A person develops spiritual attributes by living each day. During the course of a person's life he or she is given opportunities and tests to help the soul develop and exercise its attributes or abilities. A person can chose to either develop these or ignore them by letting the ego rather the spirit make the decisions. If a person chooses to feed the ego then the soul is deprived and it's the soul that survives death. Humans have dual natures. We have a physical body, which is part of the animal creation, and a spiritual soul, which is a gift from God.
In developing his or her spiritual attributes, sometimes it's ask to things that the ego doesn't want to do. In these cases the person should choose the action that develops the soul. The person doesn't always choose the path of the soul, which means it's not developing the attributes it needs to survive and live in the next world.
The things that assist the soul in developing spiritual attributes are prayer, fasting, giving to others, meditation, and passing spiritual tests. I'm sure there are other things that can help the individual in his or her quest for spirituality, but I haven't ran across them yet. In addition, those of us still living on the material or physical plain can help those who have passed beyond. We help others by performing good deeds in their name, giving money to charities in their name, and saying prayers for the departed. I suspect there might be other things we can do to help them, but I don't know what they are at the moment.

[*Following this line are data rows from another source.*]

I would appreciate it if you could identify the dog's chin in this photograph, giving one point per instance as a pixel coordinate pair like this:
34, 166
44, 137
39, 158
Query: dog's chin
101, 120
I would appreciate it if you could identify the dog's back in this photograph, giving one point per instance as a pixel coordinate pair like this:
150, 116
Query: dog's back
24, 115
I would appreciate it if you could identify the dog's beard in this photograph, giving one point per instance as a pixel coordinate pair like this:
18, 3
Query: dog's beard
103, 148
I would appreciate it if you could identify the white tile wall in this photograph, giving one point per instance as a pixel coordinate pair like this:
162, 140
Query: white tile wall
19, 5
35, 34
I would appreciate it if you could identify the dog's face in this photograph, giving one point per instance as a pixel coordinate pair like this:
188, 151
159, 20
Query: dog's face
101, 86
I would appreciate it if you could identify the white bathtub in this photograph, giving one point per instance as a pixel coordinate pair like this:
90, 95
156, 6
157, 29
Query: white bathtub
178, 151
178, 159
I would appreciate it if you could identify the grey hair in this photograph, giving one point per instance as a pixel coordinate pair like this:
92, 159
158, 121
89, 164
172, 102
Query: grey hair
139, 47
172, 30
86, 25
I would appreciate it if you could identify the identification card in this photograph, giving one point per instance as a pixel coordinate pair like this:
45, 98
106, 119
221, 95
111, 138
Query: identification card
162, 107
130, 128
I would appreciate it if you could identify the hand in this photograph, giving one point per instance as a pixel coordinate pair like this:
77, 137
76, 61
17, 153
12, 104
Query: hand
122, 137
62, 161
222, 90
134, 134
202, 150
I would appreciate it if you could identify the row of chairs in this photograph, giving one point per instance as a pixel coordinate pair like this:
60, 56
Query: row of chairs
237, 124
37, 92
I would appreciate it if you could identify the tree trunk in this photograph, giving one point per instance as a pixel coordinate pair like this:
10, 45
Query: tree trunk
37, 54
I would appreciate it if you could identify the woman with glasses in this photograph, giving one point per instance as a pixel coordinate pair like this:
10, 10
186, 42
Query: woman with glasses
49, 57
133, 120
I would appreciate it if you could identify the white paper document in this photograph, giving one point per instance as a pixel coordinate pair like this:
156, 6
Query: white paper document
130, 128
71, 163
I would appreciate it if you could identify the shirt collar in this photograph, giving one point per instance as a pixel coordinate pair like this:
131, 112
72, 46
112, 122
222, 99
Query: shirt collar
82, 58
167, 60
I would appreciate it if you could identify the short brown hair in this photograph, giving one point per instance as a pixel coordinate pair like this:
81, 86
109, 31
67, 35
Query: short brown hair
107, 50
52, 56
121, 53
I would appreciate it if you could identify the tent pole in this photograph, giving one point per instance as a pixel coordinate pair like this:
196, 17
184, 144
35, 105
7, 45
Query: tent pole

Write about a moment in my life in which I felt connected spiritually. Where was I? What happened and what came of that moment?3
Was there a moment in my life where I felt connected spiritually? The first time I remember feeling connected spiritually was in a Baha'I Feast. Mom and I attended a Feast at the Baha'I Center just after the center was dedicated. I sat in the congregation listening to the sacred writings being read by different people. I could feel the Holy Spirit flowing through the building. Flowing from person to person as if we were all parts of a coral reef. We (the audience) were the polyps inside the coal sticking our heads out of the coral to glean food from the surrounding ocean water.
What was the results of that moment? That moment clarified my belief that Baha'u'lalh was sent by God. Only the words of one of God's messengers could have that effect upon a person. Before that experience I wondered if I had made the right decision becoming a Baha'I. Since then I have had a moments doubt that Baha'u'llah is who he claims. Sometimes I have difficulty overcoming the bad habits I brought with me when I declared my belief in Baha'u'llah. Sometimes I have had difficulties following the laws of the faith, but I have never doubted that Baha'u'llah is the one promised by God in all the Holy Books.
Final Thoughts for The Day
I'm ending this entry earlier then I did yesterday's entry. I discovered today that it's easier to use the automatic writing exercise when I don't think about what I'm writing. If I don't think too much about the words I'm putting down then it's easier to write from the subconscious mind. When I think about the words or the theme then I found myself echoing the words I'm writing on the paper in my mind. If I don't think about the words then my mind seems a blank, but in reality I writing from my subconscious mind. In this case my conscious mind is a blank while my words are moving across the page as my fingers move across the keyboard.
When this happens then I can write faster and more. The only problem is that I tend to wander from topic to topic, which may be a good thing. Depending on the subject and what I'm writing. I don't know any other way to explain it. Maybe this isn't the proper explanation, but it's the only one I can find at the moment.